MsScarlett, maybe you could let us know how you did it, in case there are others with the same problem. It will save them having to start a new thread with the same question.


----------



## MsScarlett (Jan 12, 2010)

Sure! I was putting them in the wrong folder.

I just used the program DVD Catalyst 4 to convert my movie to a Kindle-friendly version (mp4). The program is super easy to use, very self-explanatory. Then, I just plugged in my Fire and copied the movie directly from my computer to the "Movie" folder on the fire. Then, you use the "Personal Videos" app on the Fire, and there are the movies!

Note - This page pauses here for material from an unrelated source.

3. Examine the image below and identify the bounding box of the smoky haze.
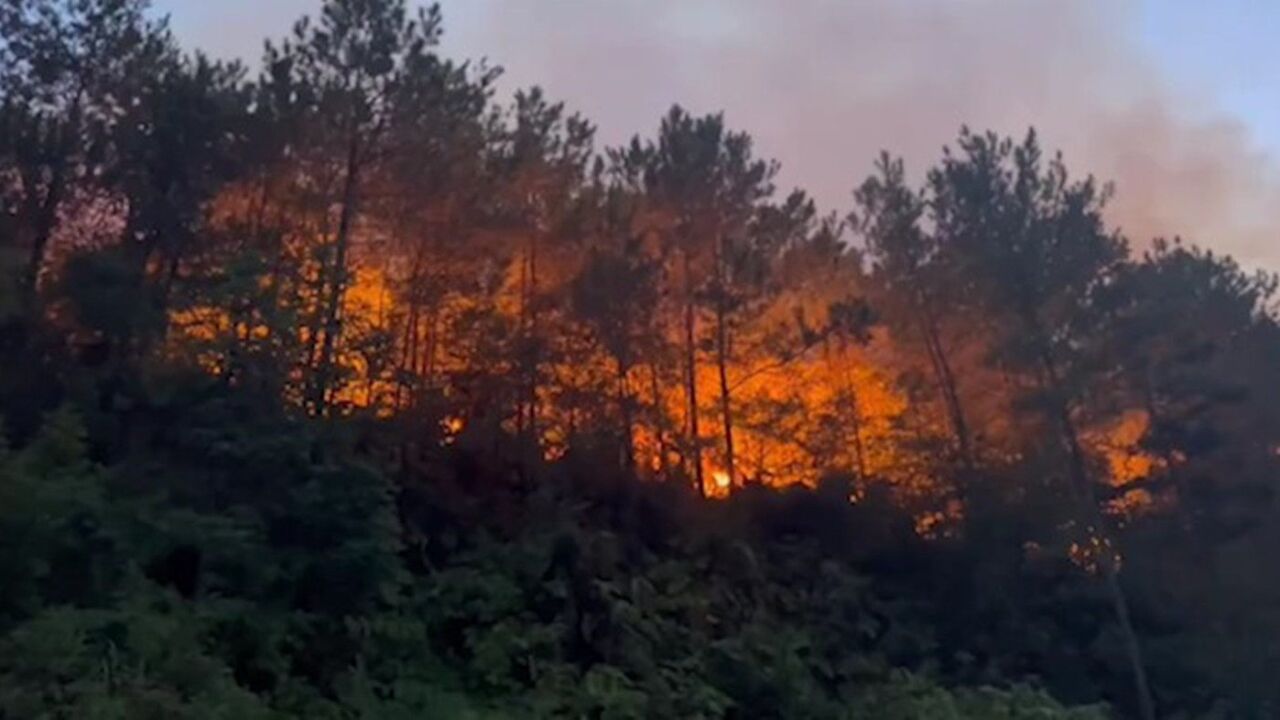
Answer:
[162,0,1280,268]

I admit I never tinkered much with putting my own movies on the first Fire, mostly because of the memory size, plus I just I never bothered to get around to trying. However, since I have discovered how easy it is, I am having fun loading some of my favorites on my Fire to carry around. Now I can carry around my favorite books _and_ my favorite movies.


----------



## HappyGuy (Nov 3, 2008)

MsScarlett - THANK YOU!!! I've been wondering how to get my movies to play. Didn't know about the Personal Videos app. Woohoo!! This just keeps getting better and better!! Now to find a good music player so I can play my CD collection. Any suggestions?


----------



## Betsy the Quilter (Oct 27, 2008)

Can't you just rip them and use the built-in player?

Also, found this link about all kinds of media:

http://blog.doremisoft.net/knowledge/transfer-and-copy-videophotomusic-to-kindle-fire-hd.html

Betsy


----------



## Cyanide5000 (Aug 30, 2010)

AVC (any video converter) will allow you to do this as well


----------



## HappyGuy (Nov 3, 2008)

Betsy - yes, you can. (I'm just so excited that I haven't taken time to (completely) read the Ultimate Kindle Fire HD Guidebook    )


----------



## MsScarlett (Jan 12, 2010)

Just figured out (thanks to the I Love My Kindle blog!) that the Juice for Roku app will let me play those movies from the Fire on my TV via my Roku.  VERY cool!


----------



## sebat (Nov 16, 2008)

I'm excited to know I'll be able to play the movies I already own. I need to start converting them to mp4 format.

Sent from my DROID RAZR using Tapatalk 2


----------